There comes a time in the life of some in my profession that we cry out for beauty and a gentleness that is missing in our lives. I have reached that stage. I have no idea why ballet popped into my head—it just did. I have never been to a ballet, never met anyone involved in the ballet, and certainly never photographed anything close. Yet I managed to convince the Julio Bocca Ballet School in Buenos Aires to let me into their world.
I was soon to discover that the Julio Bocca School was one of the very best in the world. Even the cabbies in Buenos Aires had heard of the legendary ballet dancer Julio Bocca. I confessed to the school that I was somewhat of a burnt-out old warhorse who knew nothing about their profession. This was to be the best confession I have ever made. The door, the hearts of the school administrators and the dancers flew open to me, welcoming me into a marvelous new and dazzling world of creativity.
Unfortunately for me, the very first frame that I shot in the dance studio in Buenos Aires took me straight back to that butcher’s shop in Mogadishu. I visibly winced as I saw the bloodied, bruised, and deformed toes wrapped with tape and padding.
But as soon as they were up “on point,” Mogadishu and its nightmares vanished from my mind altogether. These girls moved so beautifully and with such grace and poise that once again, for a little while, I didn’t shoot a frame, but just watched in fascination.
I am now starting to smile behind the camera. Not the perverse smile of the photographer who knows he has caught a moment of terror in a war zone, but the smile of the photographer who has just captured the most beautiful movement he has ever seen. As I am a lensman and not a pensman I will try and let my pictures tell the story of the dedication and sacrifice of these ballet dancers. I think that’s fair to them and me.

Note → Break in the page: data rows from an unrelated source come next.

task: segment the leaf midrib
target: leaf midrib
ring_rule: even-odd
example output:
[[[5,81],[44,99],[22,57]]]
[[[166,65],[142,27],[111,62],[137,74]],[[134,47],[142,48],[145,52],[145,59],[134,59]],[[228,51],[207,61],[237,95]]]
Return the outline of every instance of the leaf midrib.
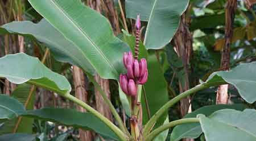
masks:
[[[3,109],[7,109],[7,110],[9,110],[9,111],[11,111],[12,113],[13,113],[16,115],[16,117],[18,117],[18,115],[17,113],[16,113],[14,110],[11,110],[11,109],[9,109],[7,107],[5,106],[2,105],[0,105],[0,107],[2,107],[2,108],[3,108]]]
[[[68,14],[67,14],[63,9],[61,9],[60,7],[60,6],[57,4],[54,1],[53,1],[52,0],[51,0],[50,2],[51,2],[55,6],[55,7],[59,10],[59,11],[60,12],[61,12],[62,13],[63,13],[63,14],[64,15],[65,15],[66,18],[67,18],[67,19],[68,19],[75,27],[77,27],[77,28],[78,29],[78,30],[82,33],[82,35],[84,35],[84,36],[85,37],[86,39],[87,39],[89,42],[92,44],[92,45],[93,46],[94,46],[95,47],[95,49],[96,49],[96,51],[99,53],[100,55],[102,56],[102,57],[104,59],[104,60],[106,62],[107,64],[108,64],[109,65],[109,66],[110,67],[110,68],[114,70],[115,71],[115,72],[116,73],[116,74],[118,74],[117,70],[114,68],[114,67],[113,66],[113,64],[112,64],[110,63],[110,61],[108,59],[108,58],[106,57],[106,56],[103,53],[103,52],[102,52],[102,51],[99,49],[99,47],[92,41],[92,40],[87,35],[87,34],[84,32],[79,27],[79,26],[77,25],[76,23],[75,23],[75,22],[73,22],[73,20],[71,20],[71,19],[69,18],[69,16],[68,16]],[[75,43],[73,43],[75,44]],[[82,52],[83,52],[82,51]],[[85,56],[86,56],[86,55],[85,55]],[[90,60],[88,59],[88,57],[86,57],[88,59],[88,60]],[[94,68],[96,68],[95,66],[94,66],[93,65],[93,63],[91,63],[92,65],[93,65]]]
[[[241,131],[243,131],[243,132],[246,132],[246,133],[247,133],[247,134],[248,134],[249,135],[252,135],[253,136],[254,136],[254,137],[255,137],[256,138],[256,135],[254,135],[253,133],[251,133],[251,132],[250,132],[249,131],[247,131],[247,130],[246,130],[246,129],[244,129],[243,128],[242,128],[241,127],[238,127],[238,126],[236,126],[233,125],[232,125],[232,124],[230,124],[229,123],[228,123],[226,122],[224,122],[224,121],[222,122],[221,121],[216,121],[216,120],[214,120],[214,119],[212,119],[212,120],[214,121],[215,122],[222,123],[222,124],[226,125],[228,126],[230,126],[230,127],[237,127],[239,130],[240,130]]]
[[[179,140],[182,138],[188,138],[188,136],[184,136],[184,135],[185,135],[186,134],[187,134],[188,132],[191,132],[192,130],[195,130],[196,128],[197,128],[199,127],[200,127],[200,125],[198,125],[196,126],[196,127],[194,127],[188,130],[187,130],[187,131],[183,132],[183,134],[181,134],[180,136],[179,136],[177,138],[176,138],[177,139],[176,140],[174,140],[174,141],[177,141],[177,140]]]

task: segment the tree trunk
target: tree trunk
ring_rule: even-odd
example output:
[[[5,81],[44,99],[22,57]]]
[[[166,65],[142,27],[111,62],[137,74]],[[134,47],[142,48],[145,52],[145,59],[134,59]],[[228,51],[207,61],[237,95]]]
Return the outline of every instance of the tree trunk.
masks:
[[[86,103],[88,94],[85,90],[85,77],[82,70],[76,65],[73,65],[73,80],[76,97]],[[77,106],[77,109],[81,112],[86,112],[86,110],[80,106]],[[79,136],[81,141],[89,141],[93,139],[93,132],[84,131],[82,129],[79,130]]]
[[[189,7],[188,8],[189,10]],[[192,53],[192,38],[189,30],[190,23],[190,15],[187,16],[187,11],[182,15],[180,25],[177,32],[174,38],[174,43],[177,53],[181,59],[185,70],[184,76],[185,82],[183,84],[179,81],[180,92],[183,92],[189,89],[189,60]],[[181,99],[180,101],[180,112],[181,116],[184,117],[188,112],[191,111],[190,106],[190,97]]]
[[[101,86],[101,89],[107,95],[108,98],[110,99],[110,92],[109,90],[109,81],[108,80],[101,78],[100,76],[97,74],[95,76],[95,80]],[[104,115],[106,118],[108,118],[110,121],[113,121],[112,114],[109,106],[105,102],[100,92],[95,90],[96,99],[96,109],[101,114]]]
[[[96,10],[98,13],[101,13],[102,6],[106,7],[104,3],[101,3],[103,1],[101,0],[89,0],[87,1],[88,6],[92,9]],[[108,97],[110,99],[110,94],[109,90],[109,81],[108,80],[101,78],[98,74],[94,77],[96,82],[101,86],[101,89],[107,95]],[[110,121],[113,121],[112,114],[110,109],[108,105],[105,102],[100,92],[95,89],[95,97],[96,102],[96,109],[101,114],[108,118]]]
[[[191,6],[181,15],[179,28],[174,38],[175,47],[178,56],[182,60],[185,70],[185,75],[184,76],[185,82],[183,82],[181,80],[179,81],[180,93],[189,89],[189,64],[192,51],[192,36],[189,30],[189,24],[191,20],[190,9]],[[188,113],[192,111],[191,100],[191,97],[187,97],[180,101],[180,110],[183,117]],[[192,141],[193,139],[184,139],[183,140]]]
[[[228,0],[226,6],[226,19],[225,27],[225,44],[221,54],[221,69],[226,70],[229,69],[230,45],[233,36],[233,24],[234,23],[236,0]],[[229,96],[228,94],[228,85],[220,85],[217,92],[216,103],[227,104]]]

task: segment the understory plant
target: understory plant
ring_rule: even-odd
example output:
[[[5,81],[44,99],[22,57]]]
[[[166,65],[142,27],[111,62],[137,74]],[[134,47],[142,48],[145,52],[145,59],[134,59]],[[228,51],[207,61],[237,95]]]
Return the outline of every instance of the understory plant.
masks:
[[[135,36],[132,35],[134,33],[124,30],[118,38],[114,36],[108,19],[77,0],[28,0],[43,17],[39,23],[13,22],[0,27],[1,34],[28,37],[47,47],[59,61],[82,69],[100,92],[115,122],[71,94],[71,85],[64,76],[53,72],[36,57],[19,53],[0,59],[0,77],[14,84],[26,83],[50,90],[86,112],[50,107],[27,110],[14,97],[1,94],[1,124],[18,117],[43,119],[93,130],[105,139],[122,141],[164,140],[168,132],[171,141],[199,136],[201,140],[207,141],[256,140],[256,111],[244,105],[204,106],[169,122],[170,110],[180,101],[221,85],[232,85],[243,101],[255,102],[256,63],[240,64],[228,70],[212,70],[208,78],[176,94],[164,77],[161,61],[166,57],[162,55],[166,54],[166,50],[177,52],[168,48],[172,48],[171,39],[179,27],[180,15],[190,3],[185,0],[137,1],[126,1],[127,18],[136,19],[133,24]],[[148,9],[138,7],[143,3],[149,5]],[[122,103],[118,108],[125,111],[129,124],[125,124],[117,108],[94,79],[96,74],[118,83]],[[0,140],[17,136],[26,140],[36,137],[6,134],[0,136]]]

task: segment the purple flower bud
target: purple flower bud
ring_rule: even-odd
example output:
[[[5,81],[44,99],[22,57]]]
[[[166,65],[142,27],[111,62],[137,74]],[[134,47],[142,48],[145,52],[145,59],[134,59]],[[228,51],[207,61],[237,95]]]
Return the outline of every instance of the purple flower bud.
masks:
[[[136,28],[138,30],[141,29],[141,18],[139,14],[137,15],[137,19],[136,20]]]
[[[123,53],[123,63],[125,65],[125,68],[127,68],[127,57],[128,57],[128,55],[126,52]]]
[[[128,64],[133,64],[134,61],[134,59],[133,59],[133,53],[131,53],[131,52],[129,51],[126,59],[126,65],[128,65]]]
[[[127,79],[126,75],[120,74],[119,77],[119,82],[120,82],[120,86],[122,90],[126,94],[128,94],[128,80]]]
[[[147,69],[146,70],[146,73],[144,74],[144,75],[141,77],[141,78],[139,80],[139,84],[145,84],[147,81],[147,75],[148,75],[148,72],[147,72]]]
[[[139,77],[139,64],[138,60],[134,60],[134,77],[135,78]]]
[[[139,76],[143,77],[147,69],[147,61],[145,59],[143,58],[141,59],[139,62],[139,70],[141,70]]]
[[[134,79],[134,75],[133,72],[133,64],[127,64],[127,76],[129,79]]]
[[[131,96],[137,96],[137,86],[133,80],[129,80],[128,83],[128,92],[129,92],[129,94]]]

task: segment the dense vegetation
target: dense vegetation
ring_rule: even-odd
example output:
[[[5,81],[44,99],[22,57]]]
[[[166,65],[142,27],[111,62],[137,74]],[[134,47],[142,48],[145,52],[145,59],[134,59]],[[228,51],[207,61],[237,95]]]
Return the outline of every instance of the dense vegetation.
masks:
[[[256,8],[1,0],[0,140],[256,140]]]

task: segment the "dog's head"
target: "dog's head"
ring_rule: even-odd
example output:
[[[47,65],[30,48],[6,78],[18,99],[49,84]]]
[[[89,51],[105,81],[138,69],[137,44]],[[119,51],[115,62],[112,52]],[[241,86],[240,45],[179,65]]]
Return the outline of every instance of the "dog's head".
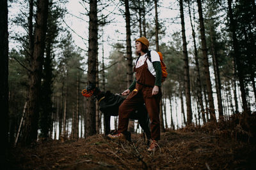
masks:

There was one other peculiar moment that gave rise to a shiver of unwanted Somali memories. While photographing members of “Ballet Argentino Company” rehearsing for a piece, dancer Nicola Villabo injured his left wrist lifting a ballerina. And Ezequiel Corbalan sprained his left ankle in a complicated move. I thought of a young man in Mogadishu who by now would be around 27 years old, hobbling around that tormented city, begging to survive.